Oldham Mountain Rescue Team’s stalwart leader stands down after 25 years

THE QUIET man of the mountains is standing down as leader of Oldham Mountain Rescue Team after 25 years.

mick neild
Mick Nield with Bob

Over the decades, Mick Nield, 50, has earned the team an enviable accolade for creating “the best morale and family spirit of all UK mountain rescue services”.

After the announcement, the team’s website was flooded with praise for the father of two for his unswerving dedication and unstinting commitment to the community.

In response, Mick said: “A big thank you for all the kind comments – they have all been truly humbling.

“The last 25 years have been a pleasure – not always easy, but a pleasure. But without a good team, it would not have been possible to put up with it for so long.

“Big thanks must go to the team deputies that have supported me – they have been a rock.

“Most of all I have to thank my family, Trish and the girls who have taken a back seat for so long, and much is owed to all the mountain rescue family.”

Dr Andrew Taylor, a Team member, said: “I had been in OMRT for 12 years when Mick Nield joined. He was obviously perfect rescue team material as an open, friendly young man with a joy for life and the outdoors.

“He had all the attributes – in spades – to be a very useful team member, and he showed this on our first major call-out after he had joined. This was a three-day marathon search amongst the debris from the Lockerbie air crash in December 1988.

“The work was busy, prolonged, distressing and geographically wide-ranging. Mick’s energy, good humour, hard work and organising abilities already showed at that time.

“Small wonder, then, that when the team needed to select a new leader only three years after Mick had joined, he was voted in unopposed.

“His leadership skills from the outset showed us senior members a way forward to a more efficient and friendlier organisation than we had ever been – and we were good before!

“Moving into the 21st century provided many challenges with information technology, communications, bureaucracy, paperwork and the distant phantom of possible litigation.

“Mick has grasped each one of these areas of advancement and under his leadership OMRT has always been at the forefront of innovation and adoption.
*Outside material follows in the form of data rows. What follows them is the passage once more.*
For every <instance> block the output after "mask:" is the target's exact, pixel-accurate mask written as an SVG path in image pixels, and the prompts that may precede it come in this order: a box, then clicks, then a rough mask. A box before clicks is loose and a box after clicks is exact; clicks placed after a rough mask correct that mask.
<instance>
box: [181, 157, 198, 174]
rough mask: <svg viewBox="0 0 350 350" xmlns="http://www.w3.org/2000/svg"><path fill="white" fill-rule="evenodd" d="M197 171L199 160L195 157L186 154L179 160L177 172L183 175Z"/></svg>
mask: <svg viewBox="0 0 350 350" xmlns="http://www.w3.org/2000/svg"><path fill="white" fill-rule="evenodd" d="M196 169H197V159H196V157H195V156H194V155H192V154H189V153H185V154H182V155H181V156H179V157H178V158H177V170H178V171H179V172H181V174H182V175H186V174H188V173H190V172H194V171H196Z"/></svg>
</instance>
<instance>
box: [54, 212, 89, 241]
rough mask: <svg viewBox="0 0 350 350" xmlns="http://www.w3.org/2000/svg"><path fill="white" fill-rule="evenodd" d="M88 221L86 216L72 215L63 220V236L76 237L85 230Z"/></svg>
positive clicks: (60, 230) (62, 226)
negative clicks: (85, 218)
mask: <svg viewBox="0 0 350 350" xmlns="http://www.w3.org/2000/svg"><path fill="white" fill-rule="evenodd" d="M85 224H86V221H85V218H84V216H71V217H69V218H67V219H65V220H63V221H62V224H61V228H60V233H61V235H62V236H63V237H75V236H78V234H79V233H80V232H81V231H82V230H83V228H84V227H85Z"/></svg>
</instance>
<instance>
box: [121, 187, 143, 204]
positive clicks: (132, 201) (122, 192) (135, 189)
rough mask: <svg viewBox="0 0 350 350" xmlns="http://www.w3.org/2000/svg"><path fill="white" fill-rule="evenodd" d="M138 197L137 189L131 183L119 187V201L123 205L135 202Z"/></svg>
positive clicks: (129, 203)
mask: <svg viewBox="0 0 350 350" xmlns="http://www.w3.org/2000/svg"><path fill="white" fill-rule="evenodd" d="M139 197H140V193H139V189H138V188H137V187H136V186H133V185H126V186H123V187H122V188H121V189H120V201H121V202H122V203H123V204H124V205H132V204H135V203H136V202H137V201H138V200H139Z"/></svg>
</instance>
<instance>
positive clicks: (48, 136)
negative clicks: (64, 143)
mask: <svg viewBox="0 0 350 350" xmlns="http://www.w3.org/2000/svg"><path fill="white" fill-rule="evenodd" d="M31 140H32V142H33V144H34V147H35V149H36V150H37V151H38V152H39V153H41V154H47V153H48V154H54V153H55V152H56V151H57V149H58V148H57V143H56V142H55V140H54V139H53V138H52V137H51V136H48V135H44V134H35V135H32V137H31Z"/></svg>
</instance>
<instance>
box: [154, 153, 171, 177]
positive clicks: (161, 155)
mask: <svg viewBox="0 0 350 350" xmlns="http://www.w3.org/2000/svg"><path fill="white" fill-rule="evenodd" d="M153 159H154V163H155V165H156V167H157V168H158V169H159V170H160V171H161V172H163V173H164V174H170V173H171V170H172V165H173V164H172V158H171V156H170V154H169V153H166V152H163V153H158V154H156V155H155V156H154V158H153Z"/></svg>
“And as if all that were not enough, Mick felt the need to be a search dog handler. He got a dog – the delightful Bob – and in the shortest possible time became a fully trained handler with a fully graded dog and several very good “finds” to their name.

“OMRT has the best morale and family spirit of all the teams in UK Mountain Rescue, and every member will agree this is down to Mick’s unique style of leadership and the time he has spent on it – for which the team is ever grateful to his long-suffering family for sharing Mick with his other family.

“Very big shoes to fill, but in true Mick style he has spent many months ensuring that his successor, Matt, has everything in place for a smooth change-over.”

Mick will remain as a director and trustee of the team which will be headed up by new leader Matt Neild.